What makes the events of 1992 all the stranger is that they occurred at a time when the Danes had supposedly already blown their big chance on the international stage. The thrilling “Danish Dynamite” side of the early-mid 1980s were widely tipped to scoop some silverware, but came up short at both Euro 84 – edged out on penalties by Spain in the semi-finals – and on their World Cup debut at Mexico 86 where, despite looking every bit potential champions in the group stage as they swept aside Uruguay 6-1 and West Germany 2-0, they inexplicably capitulated to the Spaniards in the last 16, losing 5-1 having at one point been 1-0 up and seemingly on cruise control. Instead, Denmark’s best World Cup effort to date actually came with their run to the quarter-finals of France 98, a tournament that saw both Laudrup brothers Michael and Brian in imperious form as they tore apart a hugely talented Nigerian team 4-1 in the second round and then gave defending champions Brazil an almighty scare in the last eight before ultimately losing 3-2 in a see-saw thriller. Hoping to emulate such feats at Russia 2018, the current Denmark team have been handed a seemingly kind first round draw featuring France, Peru and Australia, so if Christian Eriksen can replicate his Spurs form this summer, and if Kasper the friendly Schmeichel proves anything like as formidable between the sticks as his old man, then Denmark could well be worth a punt as potential dark horses. That said, seeing as they’re still largely dependent on Nicklas Bendtner for goals, I wouldn’t advise handing William Hill or Paddy Power too much of your hard earned cash.

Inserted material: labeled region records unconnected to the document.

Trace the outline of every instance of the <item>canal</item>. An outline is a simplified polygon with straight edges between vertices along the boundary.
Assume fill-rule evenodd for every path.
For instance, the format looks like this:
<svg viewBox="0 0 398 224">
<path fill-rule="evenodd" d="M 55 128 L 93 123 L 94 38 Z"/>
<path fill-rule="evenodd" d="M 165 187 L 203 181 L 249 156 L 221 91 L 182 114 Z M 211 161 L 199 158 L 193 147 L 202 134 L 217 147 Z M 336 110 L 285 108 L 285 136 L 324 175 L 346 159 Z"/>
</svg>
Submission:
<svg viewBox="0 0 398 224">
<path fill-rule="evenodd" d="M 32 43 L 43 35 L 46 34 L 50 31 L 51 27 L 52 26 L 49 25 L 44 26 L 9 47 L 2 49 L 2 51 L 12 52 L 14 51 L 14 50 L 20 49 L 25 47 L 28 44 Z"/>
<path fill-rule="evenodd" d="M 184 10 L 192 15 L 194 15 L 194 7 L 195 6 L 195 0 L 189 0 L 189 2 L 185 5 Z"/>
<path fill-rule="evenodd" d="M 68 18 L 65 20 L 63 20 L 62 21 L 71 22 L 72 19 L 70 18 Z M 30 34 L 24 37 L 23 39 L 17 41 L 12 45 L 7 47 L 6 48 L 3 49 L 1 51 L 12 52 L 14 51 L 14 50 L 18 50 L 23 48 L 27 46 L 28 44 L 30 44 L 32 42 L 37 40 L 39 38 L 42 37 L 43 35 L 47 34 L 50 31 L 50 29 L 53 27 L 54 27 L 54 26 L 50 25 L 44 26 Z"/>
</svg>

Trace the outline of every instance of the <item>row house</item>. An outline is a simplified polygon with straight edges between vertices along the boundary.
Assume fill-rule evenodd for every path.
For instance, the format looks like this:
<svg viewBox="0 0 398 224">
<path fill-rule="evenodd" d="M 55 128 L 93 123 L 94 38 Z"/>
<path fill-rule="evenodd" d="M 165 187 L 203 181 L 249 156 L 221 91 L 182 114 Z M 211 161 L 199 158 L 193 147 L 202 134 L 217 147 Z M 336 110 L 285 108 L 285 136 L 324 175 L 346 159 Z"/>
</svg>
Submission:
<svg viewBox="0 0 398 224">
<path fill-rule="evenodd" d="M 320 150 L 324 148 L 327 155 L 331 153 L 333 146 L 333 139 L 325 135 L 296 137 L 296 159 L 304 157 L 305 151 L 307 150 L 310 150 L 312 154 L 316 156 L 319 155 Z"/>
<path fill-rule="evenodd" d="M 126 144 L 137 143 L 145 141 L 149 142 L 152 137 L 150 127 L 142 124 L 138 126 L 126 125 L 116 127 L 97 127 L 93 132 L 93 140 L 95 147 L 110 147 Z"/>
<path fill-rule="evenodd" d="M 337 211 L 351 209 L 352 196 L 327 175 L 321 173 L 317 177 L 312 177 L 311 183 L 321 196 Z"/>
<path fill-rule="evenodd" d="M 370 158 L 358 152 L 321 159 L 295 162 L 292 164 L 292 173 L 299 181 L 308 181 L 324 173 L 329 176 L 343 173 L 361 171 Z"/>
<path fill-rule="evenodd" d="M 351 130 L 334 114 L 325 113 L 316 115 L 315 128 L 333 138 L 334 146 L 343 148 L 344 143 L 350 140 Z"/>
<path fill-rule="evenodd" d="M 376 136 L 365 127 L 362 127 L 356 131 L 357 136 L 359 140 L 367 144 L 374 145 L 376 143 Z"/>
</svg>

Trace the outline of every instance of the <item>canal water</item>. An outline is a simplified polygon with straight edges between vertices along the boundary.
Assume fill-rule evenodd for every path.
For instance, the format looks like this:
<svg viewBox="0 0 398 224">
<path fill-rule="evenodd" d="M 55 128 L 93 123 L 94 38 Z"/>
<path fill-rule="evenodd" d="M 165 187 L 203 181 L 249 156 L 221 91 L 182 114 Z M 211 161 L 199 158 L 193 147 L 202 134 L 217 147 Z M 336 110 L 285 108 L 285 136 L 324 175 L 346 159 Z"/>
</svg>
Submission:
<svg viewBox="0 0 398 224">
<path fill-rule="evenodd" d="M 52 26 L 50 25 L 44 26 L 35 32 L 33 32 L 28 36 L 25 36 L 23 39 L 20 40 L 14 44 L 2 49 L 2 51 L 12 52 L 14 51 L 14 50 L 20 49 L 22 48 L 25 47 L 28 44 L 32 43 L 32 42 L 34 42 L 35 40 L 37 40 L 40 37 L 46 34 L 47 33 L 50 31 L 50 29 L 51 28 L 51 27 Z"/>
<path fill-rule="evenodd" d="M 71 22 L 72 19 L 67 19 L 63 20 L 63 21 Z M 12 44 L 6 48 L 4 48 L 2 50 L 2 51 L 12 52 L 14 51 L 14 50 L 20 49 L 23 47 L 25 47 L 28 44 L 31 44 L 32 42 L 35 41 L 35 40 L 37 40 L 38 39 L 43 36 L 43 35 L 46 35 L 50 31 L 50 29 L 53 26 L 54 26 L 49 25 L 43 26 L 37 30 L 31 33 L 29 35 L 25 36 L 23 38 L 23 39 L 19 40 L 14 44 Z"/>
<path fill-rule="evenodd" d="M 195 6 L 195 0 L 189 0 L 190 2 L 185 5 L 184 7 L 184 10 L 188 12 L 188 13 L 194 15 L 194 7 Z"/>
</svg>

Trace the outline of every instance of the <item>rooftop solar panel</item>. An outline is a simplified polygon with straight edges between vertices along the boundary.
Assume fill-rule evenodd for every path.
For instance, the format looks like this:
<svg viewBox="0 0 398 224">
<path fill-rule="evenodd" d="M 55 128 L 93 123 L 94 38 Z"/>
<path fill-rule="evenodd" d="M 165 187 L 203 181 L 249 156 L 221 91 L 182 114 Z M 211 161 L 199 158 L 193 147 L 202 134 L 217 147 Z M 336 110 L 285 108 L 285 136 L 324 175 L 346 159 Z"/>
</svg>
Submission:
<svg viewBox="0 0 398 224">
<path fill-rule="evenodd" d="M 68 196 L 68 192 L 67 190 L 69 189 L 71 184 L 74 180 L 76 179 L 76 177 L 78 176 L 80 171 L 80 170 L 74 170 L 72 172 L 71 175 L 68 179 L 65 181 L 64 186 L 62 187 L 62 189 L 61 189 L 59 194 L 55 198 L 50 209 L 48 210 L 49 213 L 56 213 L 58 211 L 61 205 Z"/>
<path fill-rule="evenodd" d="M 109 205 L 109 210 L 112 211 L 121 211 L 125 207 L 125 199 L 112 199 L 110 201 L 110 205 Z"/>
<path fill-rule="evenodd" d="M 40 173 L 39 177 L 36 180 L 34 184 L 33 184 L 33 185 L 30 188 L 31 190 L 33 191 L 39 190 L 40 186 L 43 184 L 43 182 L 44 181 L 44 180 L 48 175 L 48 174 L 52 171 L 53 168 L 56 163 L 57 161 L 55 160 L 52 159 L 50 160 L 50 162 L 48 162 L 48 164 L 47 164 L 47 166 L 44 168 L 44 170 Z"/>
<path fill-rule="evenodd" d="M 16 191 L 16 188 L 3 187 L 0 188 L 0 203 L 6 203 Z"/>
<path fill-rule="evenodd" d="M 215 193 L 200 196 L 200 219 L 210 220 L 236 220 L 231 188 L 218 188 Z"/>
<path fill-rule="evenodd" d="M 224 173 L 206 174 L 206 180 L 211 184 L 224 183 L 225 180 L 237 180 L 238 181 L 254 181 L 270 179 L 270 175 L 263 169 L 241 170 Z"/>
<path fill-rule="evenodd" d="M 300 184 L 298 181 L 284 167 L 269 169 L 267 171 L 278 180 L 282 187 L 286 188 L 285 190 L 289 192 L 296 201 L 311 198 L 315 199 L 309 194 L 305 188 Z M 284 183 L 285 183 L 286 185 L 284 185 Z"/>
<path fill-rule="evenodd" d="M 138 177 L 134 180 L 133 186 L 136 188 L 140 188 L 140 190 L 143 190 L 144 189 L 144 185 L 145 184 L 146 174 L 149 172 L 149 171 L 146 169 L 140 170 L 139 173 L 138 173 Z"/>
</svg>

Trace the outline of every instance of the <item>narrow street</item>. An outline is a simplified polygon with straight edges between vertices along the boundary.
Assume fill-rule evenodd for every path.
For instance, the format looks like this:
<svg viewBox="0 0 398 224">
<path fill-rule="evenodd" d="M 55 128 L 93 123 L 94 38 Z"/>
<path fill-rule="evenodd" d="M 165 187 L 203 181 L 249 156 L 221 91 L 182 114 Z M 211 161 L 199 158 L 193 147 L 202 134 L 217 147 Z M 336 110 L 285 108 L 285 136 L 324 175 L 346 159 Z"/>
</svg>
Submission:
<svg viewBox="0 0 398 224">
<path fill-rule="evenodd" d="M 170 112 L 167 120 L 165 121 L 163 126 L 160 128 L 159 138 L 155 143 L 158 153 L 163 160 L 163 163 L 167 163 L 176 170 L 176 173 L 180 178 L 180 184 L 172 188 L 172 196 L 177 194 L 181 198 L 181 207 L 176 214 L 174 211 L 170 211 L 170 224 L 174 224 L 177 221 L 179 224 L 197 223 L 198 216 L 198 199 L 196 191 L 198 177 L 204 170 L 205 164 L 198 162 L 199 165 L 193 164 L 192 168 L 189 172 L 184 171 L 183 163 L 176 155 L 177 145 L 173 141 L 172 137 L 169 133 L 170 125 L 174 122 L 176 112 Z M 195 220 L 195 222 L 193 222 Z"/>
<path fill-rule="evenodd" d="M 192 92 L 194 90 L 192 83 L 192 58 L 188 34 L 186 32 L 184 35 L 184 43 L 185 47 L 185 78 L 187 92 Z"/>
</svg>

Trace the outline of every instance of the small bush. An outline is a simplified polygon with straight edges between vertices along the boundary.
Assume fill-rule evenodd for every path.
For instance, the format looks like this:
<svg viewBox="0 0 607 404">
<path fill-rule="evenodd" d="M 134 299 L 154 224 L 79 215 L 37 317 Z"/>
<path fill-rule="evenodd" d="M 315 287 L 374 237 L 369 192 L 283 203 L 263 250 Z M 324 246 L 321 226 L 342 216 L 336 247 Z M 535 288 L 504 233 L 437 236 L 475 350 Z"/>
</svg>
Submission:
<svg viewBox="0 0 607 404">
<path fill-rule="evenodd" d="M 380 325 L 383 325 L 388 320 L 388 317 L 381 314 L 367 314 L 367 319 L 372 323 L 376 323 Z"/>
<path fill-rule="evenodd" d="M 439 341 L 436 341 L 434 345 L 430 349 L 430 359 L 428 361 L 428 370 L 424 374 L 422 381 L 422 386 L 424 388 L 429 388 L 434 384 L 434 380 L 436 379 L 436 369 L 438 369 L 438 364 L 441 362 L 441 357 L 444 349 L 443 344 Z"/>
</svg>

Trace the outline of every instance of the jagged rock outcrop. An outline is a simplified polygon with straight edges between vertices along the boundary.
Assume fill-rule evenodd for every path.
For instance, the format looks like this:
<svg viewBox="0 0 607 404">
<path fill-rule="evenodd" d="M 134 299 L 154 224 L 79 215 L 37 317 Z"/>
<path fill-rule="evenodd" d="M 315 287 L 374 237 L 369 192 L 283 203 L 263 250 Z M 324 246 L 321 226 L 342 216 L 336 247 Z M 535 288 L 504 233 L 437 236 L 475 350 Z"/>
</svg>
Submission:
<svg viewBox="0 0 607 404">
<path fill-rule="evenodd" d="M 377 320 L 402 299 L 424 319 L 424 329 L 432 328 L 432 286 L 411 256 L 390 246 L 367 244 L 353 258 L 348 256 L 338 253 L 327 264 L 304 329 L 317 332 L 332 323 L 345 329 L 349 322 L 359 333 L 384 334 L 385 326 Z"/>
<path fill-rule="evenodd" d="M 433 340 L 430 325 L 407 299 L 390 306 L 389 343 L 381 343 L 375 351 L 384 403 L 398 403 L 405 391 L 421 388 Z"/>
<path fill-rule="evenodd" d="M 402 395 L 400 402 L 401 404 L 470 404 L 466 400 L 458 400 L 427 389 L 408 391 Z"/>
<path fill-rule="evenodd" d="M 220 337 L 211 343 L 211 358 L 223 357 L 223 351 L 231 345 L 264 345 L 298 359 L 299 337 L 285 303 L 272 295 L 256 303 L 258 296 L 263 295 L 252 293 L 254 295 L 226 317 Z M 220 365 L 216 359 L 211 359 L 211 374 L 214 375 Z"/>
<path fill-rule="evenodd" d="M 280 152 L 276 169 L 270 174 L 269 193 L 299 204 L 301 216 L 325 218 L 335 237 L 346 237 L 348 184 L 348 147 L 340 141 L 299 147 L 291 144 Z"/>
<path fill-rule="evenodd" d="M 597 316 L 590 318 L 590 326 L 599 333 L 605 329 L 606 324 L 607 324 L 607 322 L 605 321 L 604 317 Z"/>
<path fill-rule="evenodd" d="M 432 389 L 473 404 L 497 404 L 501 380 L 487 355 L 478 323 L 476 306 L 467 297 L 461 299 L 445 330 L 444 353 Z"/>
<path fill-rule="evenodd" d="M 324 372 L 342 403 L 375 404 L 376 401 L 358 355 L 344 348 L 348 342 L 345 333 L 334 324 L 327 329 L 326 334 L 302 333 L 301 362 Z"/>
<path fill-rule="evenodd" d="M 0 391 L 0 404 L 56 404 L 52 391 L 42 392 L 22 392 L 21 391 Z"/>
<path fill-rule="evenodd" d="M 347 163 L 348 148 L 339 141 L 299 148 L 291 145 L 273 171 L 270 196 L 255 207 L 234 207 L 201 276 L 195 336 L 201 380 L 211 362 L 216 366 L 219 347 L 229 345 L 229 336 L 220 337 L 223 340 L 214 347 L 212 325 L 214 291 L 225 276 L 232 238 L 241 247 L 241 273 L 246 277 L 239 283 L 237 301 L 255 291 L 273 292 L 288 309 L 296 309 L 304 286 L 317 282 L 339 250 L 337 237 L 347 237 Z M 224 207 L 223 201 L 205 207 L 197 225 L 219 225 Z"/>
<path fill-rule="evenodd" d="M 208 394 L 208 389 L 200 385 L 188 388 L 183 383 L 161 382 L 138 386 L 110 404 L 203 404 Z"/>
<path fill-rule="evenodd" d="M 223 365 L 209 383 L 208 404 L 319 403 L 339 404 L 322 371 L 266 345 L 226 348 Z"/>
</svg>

Not really a busting great deal to say here. It’s a tidy, functional little number, with some nice little features such as the shadow image of the F.A. crest in the centre which keeps it from being overly plain. Danish designers Hummel have certainly produced more interesting shirts than this for their fellow countrymen over the years, including the iconic ‘half and half’ pinstripe version worn by the famous 1986 World Cup team, as well as the striped sleeves top in which they won the 1992 Euros (both pictured below), however these designs generally command outrageous prices on ebay and are thus best left to those with more money than sense, as opposed to myself who no longer has very much of either.
Finally, interesting to note that at Euro 2004 in Portugal, Denmark trotted out sporting a star above their badge (see picture below), which was presumably a nod to the victorious 1992 team. Prior to this I’d never known any team to commemorate European Championship victories in this fashion, nor has anyone, to the best of my knowledge, followed suit since. Seeing as it’s long been common practice for World Cup winning countries to mark their titles in this manner, regardless of what competition they’re playing in, would it therefore be acceptable if Germany, for example, rocked up at the Euros wearing seven stars representing all of their major tournament wins? Also, would both the Czechs and Slovaks be entitled to a star each considering Czechoslovakia were 1976 European cahmpions? What about the 15 contemporary nations that made up the victorious 1960 USSR team? Oh dear. Can open, worms everywhere.